Voici un extrait du Planétarium de Sarraute :
« Cinq pièces et elle toute seule. Mais c’est cela, justement, sa folie. Je voulais justement vous raconter… C’est ça qui est drôle. Elle ne reçoit jamais personne. Mais il lui faut ses deux salons, une grande salle à manger, une chambre d’amis… C’est pour ça qu’elle prépare tout, pour recevoir des gens. Il faut que tout soit parfait, impeccable : il doit lui sembler que leur œil est là, toujours, qui décèle la moindre erreur, les imperfections, les fautes de goût… Le jugement des gens lui fait si peur… Ce n’est jamais assez parfait.

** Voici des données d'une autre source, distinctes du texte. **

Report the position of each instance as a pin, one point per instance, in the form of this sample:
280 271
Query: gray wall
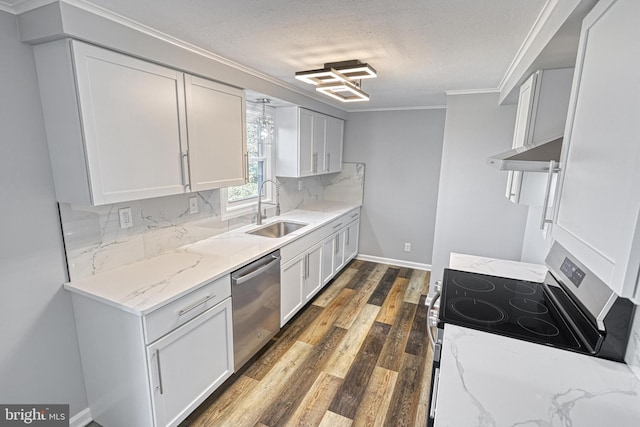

Jamais tout à fait prêt… Elle ne tien à voir personne, au fond : c’est de cette préparation, justement, qu’elle a besoin. Ça lui suffit…».

J’ai les mêmes angoisses, oui, je suis encore chaotique. Tu avais raconté à Davide que tu t’étais rendue chez quelqu’un (selon lui c’était Susan Sontag, mais je ne pense pas que ce fût elle) et il y avait des piles de bordel partout à l’intérieur. Qui que ce fût, cette personne t’avait confié que ranger était une activité fastidieuse et anti-intellectuelle. Je peux voir à quel point tu t’es appropriée cet opinion. Peut-être que je devrais y céder et le faire mien à mon tour. Cela m’épargnerait beaucoup d’énergie.

L’environnement de quelqu’un, sa maison, ses livres, ses objets, sont tellement révélateurs. « Lequel de ces canapés me correspond en tant que personne ? » voilà une question que je me suis posée plus d’une fois. Indice : il ne s’agit pas toujours du plus fonctionnel. Je possède au moins deux (ou non, plutôt trois) meubles inutilisables dans mon modeste appartement. Pourquoi, pourrais-tu me demander ? Je trouve qu’il y a quelque chose de beau et tragique à la fois lorsqu’un un meuble ne peut pas être utilisé. J’imagine le corps impossible qui y tiendrait, j’imagine l’objet comme étant un corps, anthropomorphisé comme la chaise de Pee-Wee Herman, en un peu plus triste, toujours un peu endormi.

En parlant de sommeil, je suis si fatiguée. Il y a six heures de décalage ici, alors je reste éveillée plus longtemps que je ne devrais pour me sentir plus près de New York. Je t’imagines en ce moment même, assise dans ton somptueux fauteuil, tes pieds longs et fins, parfaitement pédicurés, posés sur le pouf ottoman. Tes jambes répondant en miroir au portrait fait il y a cinquante ans de ces mêmes jambes. Une de tes mains tient un kindle, l’autre joue avec une bague trop grande. C’est tout toi. Inextricablement connectée à ce qui t’entoure, du moins dans mes souvenirs.

Bonne nuit, tu me manques,

J.

[1] Fear Of Missing Out : peur constante de manquer une nouvelle importante, un événement, une sortie.